Há um certo interesse das classes dominantes em manter esse estado de sentimento de fragilidade para melhor se manter no poder. A partir do início da segunda metade do século XIX, em uma palestra proferida pelo professor dr. Mitcheil, reitor da faculdade de Trinity e presidente honorário da Associação de Estudos Clássicos da Irlanda, à Conferencia Inaugural da Associação Clássica da Irlanda, no Centro da Indústria (University College Dublin), em 25 de março de 1993, discorre sobre a reviravolta da grade curricular, em virtude do desenvolvimento industrial nos anos 60 e a ênfase nos estudos técnicos e científicos, em detrimento das matérias vinculadas aos Estudos Clássicos. O vernáculo (a língua pátria) e todas as disciplinas ligadas aos saberes tecnológicos, tais como a matemática, a física e outras disciplinas correlatas são contemplados. Tudo isso para atender a “Uma nova preocupação com o crescimento econômico e o avanço tecnológico bem como uma nova noção de relevância e utilidade na educação focalizou o ensino os meios mais rápidos de aquisição de habilidades específicas para o mercado e questionou o valor de todos os estudos que tinham uma aura acadêmica  que produziriam mais uma elite cultural e intelectual que uma força de trabalho tecnicamente eficiente e tecnologicamente inovadora.” E justifica o professor, em sua palestra: "O grego e o latim não são meras disciplinas; eles representam todo um mundo e envolvem uma grande variedade de assuntos como linguagem, literatura, história e história política, social, militar e econômica e cultural, filosofia, religião, arte e arqueologia". Assim, o jovem que entrar em contato com este mundo de ideias não só vai ter condição de compreender melhor o mundo que o cerca, como também discernir, com maior facilidade, o falso do verdadeiro; vai estar muito mais aberto e apto para enfrentar e solucionar os novos desafios que o mundo de hoje exige. Mas, uma pessoa esclarecida se torna uma ameaça, um perigo para o sistema, para o poder dominante. É melhor mantê-la na ignorância, pois, como é sabido de todos, “gado assustado segue o chicote.”

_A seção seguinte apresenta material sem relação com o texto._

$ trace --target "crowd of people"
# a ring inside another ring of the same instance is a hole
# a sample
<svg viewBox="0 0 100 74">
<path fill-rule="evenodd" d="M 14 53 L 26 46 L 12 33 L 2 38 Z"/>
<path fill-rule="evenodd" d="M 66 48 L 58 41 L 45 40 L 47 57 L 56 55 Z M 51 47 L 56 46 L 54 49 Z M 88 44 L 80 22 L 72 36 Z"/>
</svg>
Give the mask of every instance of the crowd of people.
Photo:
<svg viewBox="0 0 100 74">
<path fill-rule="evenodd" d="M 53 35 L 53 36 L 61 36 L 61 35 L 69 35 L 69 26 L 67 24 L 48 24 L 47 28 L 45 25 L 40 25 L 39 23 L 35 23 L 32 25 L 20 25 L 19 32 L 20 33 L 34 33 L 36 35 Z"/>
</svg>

Finalmente, queremos deixar como recomendação – para uma viagem através de um mundo não tangível ou não visível, o qual para algumas pessoas não existe, mas, ao contrário, diremos que se trata de um mundo que de fato existe e é absolutamente real, porém sua existência se efetiva e se dá somente em nossas mentes, em nossas cabeças – a leitura da obra do professor de Sociologia Fabiano Costa, já citada acima. Todo mundo tangível ou visível não deixa de ser uma real projeção do que existe em nossa mente. Assim, o mundo se torna múltiplo, pois ele varia em conformidade com as nossas mentes.


1 Se Deus, um unicamente, pode governar o Universo inteiro, tal como um verdadeiro tirano, por que eu, um ser humano, que sou sua imagem e semelhança, não posso governar, tiranicamente, um país? Certamente, essa seria uma  maneira bela, absolutamente convincente, para muitas pessoas justificarem a tirania e os sistemas ditatoriais.